Wednesday, March 11, 2015

The Iron Story

We here in the Pacific Northwest have enjoyed some eerily (what does it MEAN?) and unseasonably warm and wonderful weather the last few weeks. So, the boots have been kicked temporarily into the closet and the long neglected winter feet have been un-socked. Flip-flops on and toes freshly (though hastily) painted, I took a second to relish the magnificence of sandal weather in March and caught a glimpse of an old faded scar on the top of my foot. We get used to the stuff we have had for a long time, the scars and the accompanying stories fade, and we forget. Our eyes scan over them, unseeing.
For some reason, probably the winter whiteness of my foot, that old scar stood out. And I remembered how I got it. I don't know if my mom (you may know her as Mama P, and I hope you know her, because she is the best) even knows this story. It's time she did.
We had moved to Washington State from Northern California a few months earlier, having narrowly missed the big San Francisco earthquake by a few weeks. It was 1989.  My mom, little brother, and I moved in with my mom's mom while my dad's work called for him to travel back and forth to California. We were in limbo, waiting to move to a house, and in an unfamiliar and chaotic place. I had a little 5 year old brother and I was an eighth grader going through those eighth grade things in an all new junior high, feeling disconnected and depressed. We were not close with my mom's side of the family and I longed for my old life, my old house, my old town, and the neighborhood full of friends we had left behind. 

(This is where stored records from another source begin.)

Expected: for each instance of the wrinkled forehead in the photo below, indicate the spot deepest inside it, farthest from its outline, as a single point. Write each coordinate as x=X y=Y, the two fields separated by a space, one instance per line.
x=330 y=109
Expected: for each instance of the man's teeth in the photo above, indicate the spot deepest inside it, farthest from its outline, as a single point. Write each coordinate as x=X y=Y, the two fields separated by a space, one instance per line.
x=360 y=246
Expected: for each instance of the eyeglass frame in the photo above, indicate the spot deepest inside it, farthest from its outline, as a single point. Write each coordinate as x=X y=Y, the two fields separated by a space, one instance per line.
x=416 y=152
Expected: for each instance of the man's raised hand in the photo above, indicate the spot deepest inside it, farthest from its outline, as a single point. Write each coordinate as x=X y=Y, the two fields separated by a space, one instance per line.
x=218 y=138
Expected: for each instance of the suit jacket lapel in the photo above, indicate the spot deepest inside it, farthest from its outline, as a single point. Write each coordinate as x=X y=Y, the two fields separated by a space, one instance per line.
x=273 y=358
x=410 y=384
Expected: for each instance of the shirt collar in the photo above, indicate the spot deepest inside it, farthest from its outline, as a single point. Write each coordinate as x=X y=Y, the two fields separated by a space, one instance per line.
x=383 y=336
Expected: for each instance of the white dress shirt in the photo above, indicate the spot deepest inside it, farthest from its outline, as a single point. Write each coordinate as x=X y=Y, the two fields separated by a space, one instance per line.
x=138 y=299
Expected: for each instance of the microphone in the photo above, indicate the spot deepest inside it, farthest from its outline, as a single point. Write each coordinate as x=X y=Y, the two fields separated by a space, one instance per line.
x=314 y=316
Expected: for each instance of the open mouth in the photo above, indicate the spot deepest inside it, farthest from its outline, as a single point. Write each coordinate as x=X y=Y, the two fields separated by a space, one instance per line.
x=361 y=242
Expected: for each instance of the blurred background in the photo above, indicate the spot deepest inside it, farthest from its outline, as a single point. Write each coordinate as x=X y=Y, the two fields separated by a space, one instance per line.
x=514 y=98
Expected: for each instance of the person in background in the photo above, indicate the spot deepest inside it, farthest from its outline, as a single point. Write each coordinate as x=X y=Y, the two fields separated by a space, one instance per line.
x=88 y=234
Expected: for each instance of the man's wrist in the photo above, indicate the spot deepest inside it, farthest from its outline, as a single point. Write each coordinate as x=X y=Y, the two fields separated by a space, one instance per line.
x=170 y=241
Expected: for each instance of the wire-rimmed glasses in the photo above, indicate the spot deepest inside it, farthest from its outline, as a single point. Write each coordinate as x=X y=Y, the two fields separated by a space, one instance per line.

With every crazy thing I thought I was going through, I can't even imagine what my mom was dealing with. All of us pulling at her, needing her for something, wanting her all to ourselves...she was our only piece of home.
On a weekend in December, she asked me (ME!) to go Christmas shopping with her. To the BIG mall. And to DINNER. The next Friday. Just the two of us! That week went by so very slowly. I never could have told you then, could never have named the feeling...but I craved time with my mom. 
The Friday finally arrived and I, an eighth grade fashion plate, set to iron my outfit for the big day. We were leaving right after school and I could not wait. The old iron sizzled, and I pulled my most awesome rayon blouse onto the ironing board. As I did, the iron fell. Right on top of my bare foot.
I pulled it off. Key word: pulled. Everything was already bubbly and burned on the top of that foot, and the only thing I could think of was to put some damn socks on and not tell a soul, otherwise there would be no mall, no dinner, no Mom all to myself that night.
I went to school, and then we went to the mall, and had dinner. My foot hurt so bad, but I did not care. I carefully tried to walk without limping because I got to sit across a table from my mom, my home. Just us. That night when I somehow pulled the sock off my burned foot, I totally cried alone, only sad that the night had ended. 
Eventually, we moved into a home. And I grew up and away from my mom the way teenagers do. When I think back on the way I was to her then...she could (and should) have set me aflame and left me for the wolves. No one would have ever blamed her, but she did not.
And now...I don't think about how lucky I am to see my sweet mom almost every day. Sometimes, I am sure that she would like to push me into traffic because, well, sometimes I can really be a challenge to work with. No one would ever blame her, but she does not. It feels, somehow, like the old scar on my foot, that the love, acceptance, and every thing my mom does is being scanned over. Taken for granted, because I can't remember a time it was not there. Since it has been there forever.
We have spent so much time working, working, working...that I know I have taken her for granted. Seeing that scar was a wake-up call of sorts. Because only just recently have we even been able to spend a few precious hours outside of the shop the way we used to. Time for that to change.
I just want you to know, Mom, that I remember, and I know it, and if we both live to be 200 years old that I could never repay you in gratitude for who you are to me. But I will try. There's nothing I would not do for you. I see you. And I love you. You are my home and I still crave time with you. And I am so lucky to call you MY MOM. The luckiest. Thank you for teaching me how to spray water on wrinkly clothes and put them in the dryer. Because IRONS? I mean, who IRONS?